Happy Birthday, my love!
Não possuo coisa melhor na vida do que a certeza de que tenho uma mulher maravilhosa ao meu lado!
A propósito, casas comigo?
Love,
Joshua


Sentiu um imenso nó apertar-lhe o estômago. Naquele instante foi impossível conter as lágrimas. Estaria mesmo a tomar a decisão mais acertada? Summer, que sempre se sentiu capaz de ter tudo controlado, via-se agora atraiçoada pelas suas próprias emoções. De facto, estava consciente do quão egoísta e injusta estava a ser, principalmente para pessoas como Joshua. Não tinha dúvidas que se ficasse, se abandonasse os seus intentos fugidios e casasse com ele, seria uma esposa muito completa, amparada e correspondida. Mas Summer sentia outra falta, outra dor maior. Tinha a noção clara que não iria conseguir ultrapassar isso em New Jersey. Sabia que não podia ficar mais tempo no mesmo registo monocórdico em que a sua vida se tinha instalado. Os últimos doze meses tinham sido de um sofrimento ininterrupto e vagaroso. Estava na altura de ultrapassar tal asfixia. O seu plano representava uma fuga aos olhos do mundo, mas para ela correspondia à sua libertação, à salvação da sua integridade emocional e psíquica.
Rasgou o cartão, sentindo que estava também a rasgar uma parte importante do seu coração. Rasgou-o devagar, silenciosamente e com delicadeza. Não queria que tal gesto fosse portador de qualquer tipo de raiva ou rancor, porque estava longe de sentir algo similar a respeito de Joshua. Fazia-o porque sabia que essa era a sua única alternativa. Tinha que romper os laços que a ligavam a New Jersey.

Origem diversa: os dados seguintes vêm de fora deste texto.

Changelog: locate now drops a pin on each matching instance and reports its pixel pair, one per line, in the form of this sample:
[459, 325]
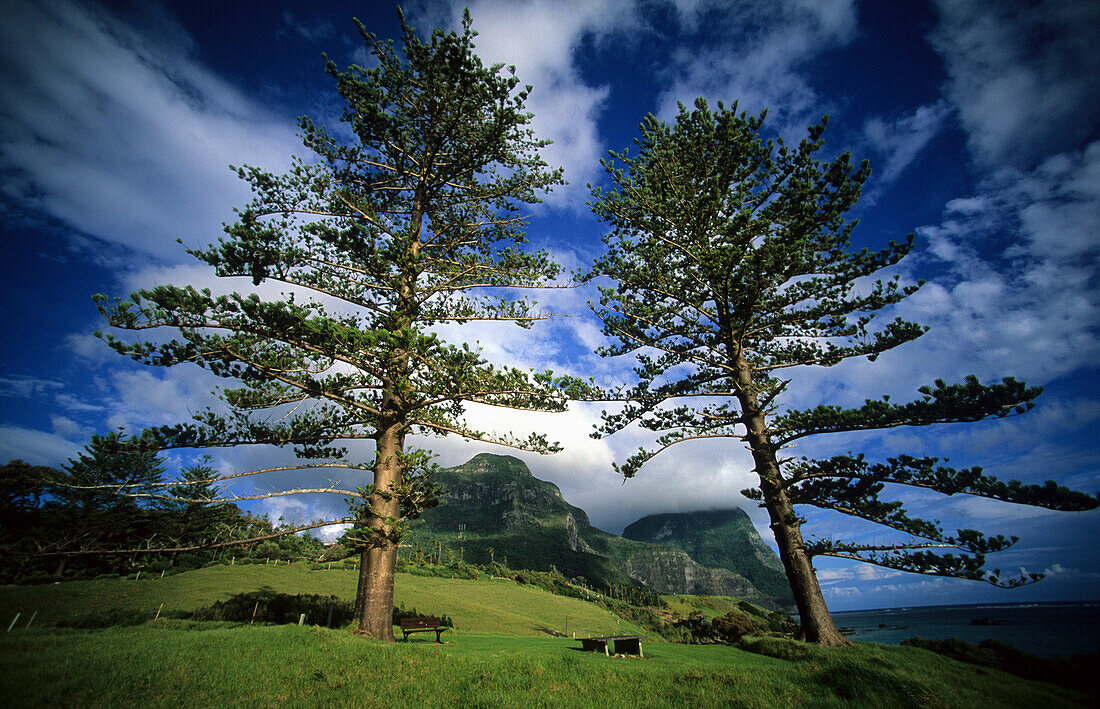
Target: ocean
[1047, 630]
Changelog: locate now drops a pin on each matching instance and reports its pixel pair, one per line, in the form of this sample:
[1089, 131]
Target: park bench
[410, 626]
[624, 644]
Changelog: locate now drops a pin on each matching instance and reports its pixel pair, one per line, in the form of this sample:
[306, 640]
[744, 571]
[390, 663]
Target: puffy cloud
[123, 134]
[1022, 74]
[900, 141]
[762, 68]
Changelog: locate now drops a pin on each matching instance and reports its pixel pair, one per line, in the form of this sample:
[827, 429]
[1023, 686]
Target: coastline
[1044, 629]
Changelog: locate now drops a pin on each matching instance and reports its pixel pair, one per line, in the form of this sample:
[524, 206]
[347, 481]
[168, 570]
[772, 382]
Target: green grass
[710, 606]
[475, 606]
[176, 664]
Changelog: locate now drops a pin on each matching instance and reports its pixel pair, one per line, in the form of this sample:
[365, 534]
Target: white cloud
[761, 68]
[122, 134]
[899, 141]
[1022, 74]
[36, 447]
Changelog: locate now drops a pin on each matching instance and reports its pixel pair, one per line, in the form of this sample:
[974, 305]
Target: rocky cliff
[495, 509]
[718, 539]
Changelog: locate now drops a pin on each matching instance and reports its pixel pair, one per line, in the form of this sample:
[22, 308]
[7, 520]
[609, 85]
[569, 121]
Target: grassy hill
[721, 539]
[494, 658]
[487, 606]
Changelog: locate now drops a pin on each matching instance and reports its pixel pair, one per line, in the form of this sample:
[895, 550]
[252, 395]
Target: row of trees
[728, 263]
[111, 510]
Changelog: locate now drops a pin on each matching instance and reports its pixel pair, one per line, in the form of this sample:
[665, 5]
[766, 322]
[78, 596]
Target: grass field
[475, 606]
[495, 657]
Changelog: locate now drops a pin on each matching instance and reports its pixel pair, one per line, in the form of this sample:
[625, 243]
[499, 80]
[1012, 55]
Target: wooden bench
[410, 626]
[624, 644]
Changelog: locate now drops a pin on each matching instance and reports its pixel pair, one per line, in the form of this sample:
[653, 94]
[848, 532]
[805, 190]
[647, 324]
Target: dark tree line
[728, 270]
[112, 510]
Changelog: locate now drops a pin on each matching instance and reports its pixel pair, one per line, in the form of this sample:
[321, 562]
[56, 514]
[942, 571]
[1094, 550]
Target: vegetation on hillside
[732, 269]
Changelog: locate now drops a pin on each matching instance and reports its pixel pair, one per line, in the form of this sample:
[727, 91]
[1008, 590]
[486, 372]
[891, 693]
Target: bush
[40, 578]
[278, 608]
[107, 618]
[730, 628]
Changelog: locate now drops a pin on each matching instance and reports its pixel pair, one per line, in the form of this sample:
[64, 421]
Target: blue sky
[981, 120]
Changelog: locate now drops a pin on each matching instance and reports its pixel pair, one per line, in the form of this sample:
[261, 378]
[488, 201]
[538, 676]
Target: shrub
[270, 607]
[730, 628]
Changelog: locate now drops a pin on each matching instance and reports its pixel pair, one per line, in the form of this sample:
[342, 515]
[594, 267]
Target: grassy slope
[172, 664]
[474, 606]
[494, 660]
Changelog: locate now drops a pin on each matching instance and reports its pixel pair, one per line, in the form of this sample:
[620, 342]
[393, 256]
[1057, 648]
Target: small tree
[110, 465]
[732, 263]
[406, 219]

Chegou com tempo folgado ao aeroporto. Fez o check-in e, assim que abriram as portas, caminhou vigorosamente para o avião que a levaria para a sua nova vida, do outro lado do oceano atlântico. Sentou-se no seu lugar e, novamente, deixou que o seu olhar se perdesse por entre as gotas da chuva, vincadas na janela. Quis confirmar mentalmente os pertences que trazia consigo: documentos, roupas, dinheiro e o computador. O computador! Summer achava-se corajosa o bastante para deixar para trás praticamente toda a vida que tinha conhecido nos últimos trinta anos, mas não podia de maneira nenhuma abandonar uma pessoa. Não podia e não queria deixar de se corresponder com essa pessoa. Sabia que era por ela, em grande medida, que estava agora naquele avião, a poucas horas de se aventurar numa terra que tinha apenas lembranças das férias de verão, passadas com a família quando ainda era criança.
Tinha saudades. Tantas saudades! Decidiu esboçar um e-mail, enquanto os restantes passageiros se iam acomodando nos seus lugares.

My dear,
Como te prometi, estou a lutar!
Embora não sem dor, mantenho acesa a esperança de que irei conseguir alcançar o que tanto desejo e necessito. Talvez um dia…
Estou a poucas horas de começar tudo do zero. Vai ser uma mudança e tanto! Tu sabes... Realmente, de mudanças percebes tu, não é? Impressionante como as nossas vidas mudaram tanto e em tão pouco tempo. Quanto tempo já passou? Um ano… 365 dias que nos apartam. Porquê?!
Tenho saudades tuas!
Com imenso amor,
Summer


Guardou o esquiço, pendente de ter internet que lhe possibilitasse mandar o e-mail. Estava emocionalmente esgotada. Ainda com o computador no colo, deixou a cabeça cair ao encontro do descanso do assento. Fechou os olhos por instantes, e pelo seu rosto fluiu uma lágrima fria e saudosa. Era a lembrança que corporizava um nome: Jade.